BILOXI, MS – Vice President Mike Pence campaigned Monday in Mississippi for the Republican nominee for governor, who's in a tight race with the state's best-funded Democratic nominee in nearly a generation.
"Mississippi and America need Tate Reeves to be the next governor of the great state of Mississippi," Pence told hundreds of people at the Mississippi Gulf Coast Coliseum. "Tate Reeves is Mississippi. He's a strong conservative."
Reeves is in his second term as lieutenant governor. The Democratic nominee for governor, Jim Hood, is in his fourth as attorney general. They are on the ballot Tuesday along with two lesser-known candidates. The winner will succeed Republican Gov. Phil Bryant, who is limited by state law to two terms.

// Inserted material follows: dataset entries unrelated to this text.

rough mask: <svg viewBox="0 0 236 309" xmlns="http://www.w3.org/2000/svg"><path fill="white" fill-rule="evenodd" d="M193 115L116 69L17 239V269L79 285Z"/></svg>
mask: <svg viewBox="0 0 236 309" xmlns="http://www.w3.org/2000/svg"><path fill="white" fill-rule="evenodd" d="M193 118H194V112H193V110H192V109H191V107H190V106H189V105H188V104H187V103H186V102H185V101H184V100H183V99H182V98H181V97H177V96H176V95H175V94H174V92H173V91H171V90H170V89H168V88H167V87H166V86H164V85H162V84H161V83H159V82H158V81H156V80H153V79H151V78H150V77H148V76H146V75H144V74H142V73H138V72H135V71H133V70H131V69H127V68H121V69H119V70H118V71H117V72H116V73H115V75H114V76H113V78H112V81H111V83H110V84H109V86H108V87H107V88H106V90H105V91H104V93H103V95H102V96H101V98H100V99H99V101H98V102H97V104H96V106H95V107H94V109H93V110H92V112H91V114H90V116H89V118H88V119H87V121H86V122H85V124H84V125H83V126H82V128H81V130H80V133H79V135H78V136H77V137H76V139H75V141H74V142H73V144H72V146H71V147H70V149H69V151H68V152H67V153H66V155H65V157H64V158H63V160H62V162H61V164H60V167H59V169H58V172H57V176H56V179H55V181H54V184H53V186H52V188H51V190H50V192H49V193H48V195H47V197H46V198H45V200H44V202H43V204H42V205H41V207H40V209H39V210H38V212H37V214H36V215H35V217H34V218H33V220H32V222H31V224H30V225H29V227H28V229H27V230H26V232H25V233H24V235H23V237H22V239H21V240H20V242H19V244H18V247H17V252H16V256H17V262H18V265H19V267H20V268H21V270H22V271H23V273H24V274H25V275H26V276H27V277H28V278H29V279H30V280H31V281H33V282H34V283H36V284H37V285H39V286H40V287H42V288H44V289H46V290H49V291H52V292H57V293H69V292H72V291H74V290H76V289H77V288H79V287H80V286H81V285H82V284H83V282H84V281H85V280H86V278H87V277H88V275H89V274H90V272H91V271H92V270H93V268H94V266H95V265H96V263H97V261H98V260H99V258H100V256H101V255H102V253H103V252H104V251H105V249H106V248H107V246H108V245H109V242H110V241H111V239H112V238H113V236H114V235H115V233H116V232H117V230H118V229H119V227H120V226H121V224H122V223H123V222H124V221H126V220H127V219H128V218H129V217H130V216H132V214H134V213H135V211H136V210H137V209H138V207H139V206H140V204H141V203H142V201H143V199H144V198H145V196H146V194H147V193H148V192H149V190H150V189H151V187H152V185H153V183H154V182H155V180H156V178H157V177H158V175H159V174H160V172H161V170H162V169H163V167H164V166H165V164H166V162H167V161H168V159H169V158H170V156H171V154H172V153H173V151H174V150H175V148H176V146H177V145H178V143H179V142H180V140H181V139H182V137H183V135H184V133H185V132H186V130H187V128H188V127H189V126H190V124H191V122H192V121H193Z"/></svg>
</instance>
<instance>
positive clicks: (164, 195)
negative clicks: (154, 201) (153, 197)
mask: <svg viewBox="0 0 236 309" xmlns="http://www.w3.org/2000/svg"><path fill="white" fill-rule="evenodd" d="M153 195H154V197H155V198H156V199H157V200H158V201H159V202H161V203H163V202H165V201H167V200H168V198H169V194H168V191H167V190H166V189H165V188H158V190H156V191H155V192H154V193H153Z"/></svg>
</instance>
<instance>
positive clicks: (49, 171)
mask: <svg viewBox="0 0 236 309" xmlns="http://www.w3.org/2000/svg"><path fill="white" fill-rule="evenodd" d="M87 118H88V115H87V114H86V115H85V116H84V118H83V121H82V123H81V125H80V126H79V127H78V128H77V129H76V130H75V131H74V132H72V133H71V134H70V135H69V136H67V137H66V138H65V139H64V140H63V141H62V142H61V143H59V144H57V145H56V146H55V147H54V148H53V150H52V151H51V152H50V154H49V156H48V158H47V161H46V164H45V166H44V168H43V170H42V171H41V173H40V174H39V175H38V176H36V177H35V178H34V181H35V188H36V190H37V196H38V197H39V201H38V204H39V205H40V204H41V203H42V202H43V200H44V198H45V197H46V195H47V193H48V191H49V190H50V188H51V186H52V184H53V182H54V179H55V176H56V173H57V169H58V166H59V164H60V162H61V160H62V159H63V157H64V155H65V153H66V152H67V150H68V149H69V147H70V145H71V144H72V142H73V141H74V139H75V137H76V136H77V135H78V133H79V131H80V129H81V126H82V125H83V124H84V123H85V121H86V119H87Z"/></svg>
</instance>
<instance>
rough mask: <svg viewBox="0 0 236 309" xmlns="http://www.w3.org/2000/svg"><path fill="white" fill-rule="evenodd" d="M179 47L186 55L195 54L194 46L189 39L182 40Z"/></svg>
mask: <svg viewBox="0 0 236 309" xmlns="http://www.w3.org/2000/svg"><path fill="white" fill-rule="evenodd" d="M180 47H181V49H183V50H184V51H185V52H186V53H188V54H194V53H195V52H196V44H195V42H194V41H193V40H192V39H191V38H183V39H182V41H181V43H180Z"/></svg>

Mississippi is conducting its most competitive governor's race since 2003, when the state's last Democratic governor was unseated by a Republican. Reeves and Hood are spending millions, with backing from Republican and Democratic national governors' groups.
This year's race is a dramatic change from four years ago, when the Democratic nominee was a long-haul truck driver who didn't vote for himself in the primary, raised little money and lost the general election by a wide margin.
Republicans have held the governorship in Mississippi for 24 of the past 28 years.
Hood campaigned Monday in the Mississippi Delta, a traditional Democratic stronghold.
"People want to see our roads fixed, and people want to see our rural hospitals open in areas like this where the hospital is really struggling," Hood told reporters in Greenwood. "And people want to see us do more in education."
At times the Reeves event in Biloxi sounded like a rally for President Donald Trump. People leapt to their feet and shouted "four more years" when Pence relayed greetings from Trump. The president campaigned for Reeves on Friday in the northeastern Mississippi city of Tupelo.
In a speech running about 30 minutes, Pence cast Hood as a liberal, out of touch with Mississippians. He said Hood supported Hillary Clinton for president, was soft on Second Amendment protections and once denounced the de-funding of Planned Parenthood.
Pence, Gov. Phil Bryant and Reeves himself repeatedly said support for Reeves and other Republicans is a show of support for Trump.
Pence made one brief allusion to congressional Democrats' impeachment inquiry, saying a vote for Reeves would "send a message to Washington, D.C., that enough is enough, and that Mississippi is tired of the endless investigations and partisan impeachment."
Hood has distanced himself from national Democratic leaders, focusing instead on trying to build a bipartisan coalition of voters with promises to put more money into schools and highways and to expand Medicaid to the working poor. Medicaid expansion is an option under the federal health overhaul that then-President Barack Obama signed into law in 2010. Mississippi is among 14 states that have rejected expansion, with Reeves and other GOP leaders saying they don't want more people on the health insurance plan funded by federal and state governments.
Hood said he also expects to receive support from Republicans disenchanted with Reeves, including people who voted for former Mississippi Supreme Court Chief Justice Bill Waller Jr. in the GOP primary runoff in August.
"Many of the Republicans have encouraged me to run," Hood said Monday. "I think a lot of them will go in there and vote quietly and vote for me because they want to see change in Mississippi. They are tired of seeing our children leave our state."
At the Republican rally in Biloxi, Reeves said that Hood, at the behest of trial lawyer allies, had fought efforts to ensure most of the BP oil spill money stays on the coast. Mississippi received $750 million in compensation after the 2010 spill in the Gulf of Mexico involving energy giant BP.
"We don't want the liberal Democrats who are attacking our president to be leading our country and that's exactly what'll happen if Jim Hood is elected governor," Reeves said.
Hood is running campaign ads that say he led the fight to get money from BP to help the Gulf Coast.
Emily Wagster Pettus reported from Jackson.